Wetenschap
Als je niet kunt wachten op de volgende versie van je telefoon, tablet of computer, wees dan geduldig. Het komt waarschijnlijk relatief snel. Wees gewoon blij dat je niet hebt geleefd tijdens het paleolithische tijdperk, dat ongeveer 2,6 miljoen tot ongeveer 10,500 jaar geleden duurde. Vanwege de eenvoudige hulpmiddelen die worden gebruikt, wordt dit tijdperk ook het stenen tijdperk genoemd. Veel soorten vroege mensen leefden echter gedurende de periode en er werden een aantal grote vorderingen gemaakt in hun samenlevingen.
Uit Afrika
Hoewel de vroege mens tegen het einde van zijn leven in Afrika was begonnen het Paleolithicum, hadden ze zich verspreid naar de andere continenten. De vier periodes van klimaatverandering - ijstijden - die plaatsvonden, maakten deel uit van de motivatie van mensen om te bewegen. De temperaturen kelderden, gletsjers groeiden en de zeespiegel daalde. Als reactie hierop pasten sommige vroege mensen zich aan de verandering aan, terwijl anderen naar nieuwe gebieden trokken. Landbruggen verbonden continenten, dus ongeveer 150.000 jaar geleden begonnen mensen naar het Midden-Oosten te verhuizen. Het duurde nog eens 90.000 jaar voordat ze naar Australië waren vertrokken, en nog langer om Centraal- en Oost-Azië te bereiken.
Toolkit voor steentijd
Vroege mensen hadden geen puzzels of krachtoefeningen, maar ze ontwikkelden een aantal nuttige alledaagse hulpmiddelen. De vroegste waren stevige steenslag of "vlokken" voor het snijden van vlees, plantaardige producten en hout. Grote stenen in de hand werden hamers om voedsel te bereiden, zoals botten breken om merg te krijgen. Na ongeveer een miljoen jaar werden er grotere snijgereedschappen gemaakt. Traanvormige platte stenen dienden als bijlen en waren zo praktisch dat ze nog een miljoen jaar duurden. Ongeveer 40.000 jaar geleden vonden oude mensen nieuwe materialen voor het maken van gereedschap. Bot werd gebruikt om harpoenachtige speren, vishaken en naainaalden te maken. Het vinden van voedsel werd steeds geavanceerder met de uitvinding van een speerwerper. De jager hield de gadget in zijn hand en gebruikte deze om de speer te geleiden terwijl hij hem slingerde, waardoor de afstand, nauwkeurigheid en kracht van de worp verbeterden.
Schilderij 101
Je mag foto niet Cro -Magnons als kunstenaars, maar het was tijdens hun tijdperk, ongeveer 31.000 v.Chr., Dat de grotschilderkunst begon. Muren en plafonds waren de doeken, mineralen werden gebruikt als verf en vingers en dierenhaar werd borstels. Deze schilders verspreiden ook verf door een buis te blazen.
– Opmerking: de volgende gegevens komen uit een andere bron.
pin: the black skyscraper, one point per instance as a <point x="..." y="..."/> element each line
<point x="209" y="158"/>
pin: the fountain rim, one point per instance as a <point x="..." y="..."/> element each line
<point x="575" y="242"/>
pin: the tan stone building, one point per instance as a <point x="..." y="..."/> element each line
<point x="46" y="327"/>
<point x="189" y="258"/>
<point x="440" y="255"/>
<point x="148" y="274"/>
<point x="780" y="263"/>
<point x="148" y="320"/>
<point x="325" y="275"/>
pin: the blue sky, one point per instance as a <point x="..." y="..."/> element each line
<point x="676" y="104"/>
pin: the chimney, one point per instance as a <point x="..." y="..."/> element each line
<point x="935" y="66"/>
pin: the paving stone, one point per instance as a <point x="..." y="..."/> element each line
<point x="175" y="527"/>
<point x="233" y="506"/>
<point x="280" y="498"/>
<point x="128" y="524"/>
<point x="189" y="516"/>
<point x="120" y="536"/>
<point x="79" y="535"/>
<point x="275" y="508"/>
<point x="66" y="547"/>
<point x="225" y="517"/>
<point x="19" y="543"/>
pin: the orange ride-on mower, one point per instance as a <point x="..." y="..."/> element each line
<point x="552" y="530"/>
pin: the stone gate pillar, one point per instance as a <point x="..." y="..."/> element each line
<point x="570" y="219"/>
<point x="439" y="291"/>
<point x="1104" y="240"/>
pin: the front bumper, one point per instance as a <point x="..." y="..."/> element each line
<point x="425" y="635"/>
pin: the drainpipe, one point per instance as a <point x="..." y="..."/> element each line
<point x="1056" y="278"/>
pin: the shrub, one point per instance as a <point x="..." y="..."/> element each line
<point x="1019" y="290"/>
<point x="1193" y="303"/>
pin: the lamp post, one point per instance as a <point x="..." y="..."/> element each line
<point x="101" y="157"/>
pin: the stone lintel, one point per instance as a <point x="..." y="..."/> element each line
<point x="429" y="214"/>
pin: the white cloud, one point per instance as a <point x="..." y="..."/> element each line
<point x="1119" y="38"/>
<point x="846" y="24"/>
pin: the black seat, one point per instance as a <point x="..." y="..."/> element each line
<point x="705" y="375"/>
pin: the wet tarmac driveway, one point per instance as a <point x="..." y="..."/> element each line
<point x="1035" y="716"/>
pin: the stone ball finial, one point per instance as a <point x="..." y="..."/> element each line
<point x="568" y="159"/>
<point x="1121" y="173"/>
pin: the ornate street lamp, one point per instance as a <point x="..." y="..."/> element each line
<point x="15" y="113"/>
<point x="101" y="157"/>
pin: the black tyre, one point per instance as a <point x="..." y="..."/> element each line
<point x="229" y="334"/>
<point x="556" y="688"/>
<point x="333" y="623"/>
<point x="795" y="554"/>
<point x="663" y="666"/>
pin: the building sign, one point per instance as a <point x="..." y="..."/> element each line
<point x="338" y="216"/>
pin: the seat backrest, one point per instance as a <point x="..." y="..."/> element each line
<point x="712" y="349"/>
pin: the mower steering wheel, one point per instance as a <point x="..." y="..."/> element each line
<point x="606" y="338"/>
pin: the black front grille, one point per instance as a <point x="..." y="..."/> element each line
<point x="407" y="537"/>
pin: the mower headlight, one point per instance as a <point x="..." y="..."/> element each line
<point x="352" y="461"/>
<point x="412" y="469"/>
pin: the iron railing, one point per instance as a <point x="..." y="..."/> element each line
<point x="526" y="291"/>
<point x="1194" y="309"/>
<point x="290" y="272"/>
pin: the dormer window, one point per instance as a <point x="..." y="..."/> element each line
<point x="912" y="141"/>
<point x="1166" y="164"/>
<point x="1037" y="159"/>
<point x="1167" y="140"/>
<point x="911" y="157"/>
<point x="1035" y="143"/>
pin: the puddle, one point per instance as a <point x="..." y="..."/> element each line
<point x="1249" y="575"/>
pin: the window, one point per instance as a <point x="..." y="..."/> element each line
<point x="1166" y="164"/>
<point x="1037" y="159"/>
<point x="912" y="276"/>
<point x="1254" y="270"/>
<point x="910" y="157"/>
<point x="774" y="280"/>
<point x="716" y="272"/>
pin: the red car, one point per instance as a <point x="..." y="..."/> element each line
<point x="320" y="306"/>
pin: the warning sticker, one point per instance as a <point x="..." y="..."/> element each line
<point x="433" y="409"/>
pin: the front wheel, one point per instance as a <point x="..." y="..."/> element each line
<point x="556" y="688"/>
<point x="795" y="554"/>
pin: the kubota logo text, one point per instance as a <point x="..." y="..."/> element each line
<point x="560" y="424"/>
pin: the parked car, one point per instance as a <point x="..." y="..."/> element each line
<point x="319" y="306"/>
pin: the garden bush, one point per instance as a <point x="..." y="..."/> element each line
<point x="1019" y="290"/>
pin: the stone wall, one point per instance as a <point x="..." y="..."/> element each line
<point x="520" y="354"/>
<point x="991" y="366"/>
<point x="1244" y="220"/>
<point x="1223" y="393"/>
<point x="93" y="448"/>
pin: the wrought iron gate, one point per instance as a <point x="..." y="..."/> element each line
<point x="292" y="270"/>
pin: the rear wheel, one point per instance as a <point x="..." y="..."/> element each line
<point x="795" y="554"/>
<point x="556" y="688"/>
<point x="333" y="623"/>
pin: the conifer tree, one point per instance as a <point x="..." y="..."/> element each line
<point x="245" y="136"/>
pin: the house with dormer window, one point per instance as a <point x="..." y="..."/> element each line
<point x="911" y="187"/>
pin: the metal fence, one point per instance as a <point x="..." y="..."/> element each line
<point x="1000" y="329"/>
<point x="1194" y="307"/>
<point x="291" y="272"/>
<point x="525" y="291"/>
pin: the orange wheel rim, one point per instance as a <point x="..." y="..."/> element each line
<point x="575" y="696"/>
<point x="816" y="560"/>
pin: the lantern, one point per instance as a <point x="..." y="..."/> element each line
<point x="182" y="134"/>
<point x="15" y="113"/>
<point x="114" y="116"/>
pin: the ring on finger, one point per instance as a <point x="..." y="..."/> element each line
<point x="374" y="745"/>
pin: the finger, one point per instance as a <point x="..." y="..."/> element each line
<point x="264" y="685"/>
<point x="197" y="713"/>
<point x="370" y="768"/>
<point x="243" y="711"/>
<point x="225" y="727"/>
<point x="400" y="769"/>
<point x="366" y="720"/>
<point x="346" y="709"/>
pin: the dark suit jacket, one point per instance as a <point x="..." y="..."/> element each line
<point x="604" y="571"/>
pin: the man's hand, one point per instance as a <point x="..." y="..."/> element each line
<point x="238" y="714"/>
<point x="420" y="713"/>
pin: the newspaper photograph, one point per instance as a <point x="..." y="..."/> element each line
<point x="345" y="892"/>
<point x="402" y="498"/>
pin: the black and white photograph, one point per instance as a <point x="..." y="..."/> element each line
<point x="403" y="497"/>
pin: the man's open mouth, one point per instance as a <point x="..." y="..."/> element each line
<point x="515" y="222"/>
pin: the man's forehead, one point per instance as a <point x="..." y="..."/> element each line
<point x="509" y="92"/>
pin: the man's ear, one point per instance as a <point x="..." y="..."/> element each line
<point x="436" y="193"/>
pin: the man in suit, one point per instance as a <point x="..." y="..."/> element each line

Hoewel de meeste illustraties paarden en bizons waren, zijn ook andere dierenpictogrammen, waaronder vee, herten, geiten en beren, ontdekt in grotten. Mensen waren zelden de onderwerpen van de kunstenaar. De schilders hebben hun werk niet ondertekend, maar ze hebben wel handafdrukken achtergelaten als identificatie. Onderzoekers geloven dat deze schilderijen een religieus karakter hadden. Misschien aanbidden Cro-Magnons bepaalde dieren, of misschien baden ze tot geesten voor een succesvolle jacht. Europese Cro-Magnons vervaardigde ook sieraden van botten, tanden, schelpen en klei en gebeeldhouwde figuren van dieren, mensen en vruchtbaarheidssymbolen.
Eten, glorieus eten
Vroege mensen waren grotendeels nomaden, waarschijnlijk op reis in uitgebreide familiegroepen. Eten kwam uit twee bronnen. Jagers, de mannetjes, vangen dieren voor voedsel. Vrouwtjes verzamelden planten om hun maaltijden aan te vullen. Tijdens de paleolithische periode werd vuur gebruikt om voedsel te bereiden, waardoor het gemakkelijker te eten was. Meer dan 300.000 jaar geleden woonden Neanderthaler jager-verzamelplaatsen in Afrika en Azië. Ze zochten in groepen naar dieren, gebruikten vuur, stenen werktuigen en speren om de moord te plegen. De jagers werden echter vaak gedood. Cro-Magnon was beter in het vinden van voedsel. Ze begrepen de migratie van dieren, dus volgden ze hun prooi. Wapens verbeterd: ze hadden bogen en pijlen en speerwerptoestellen.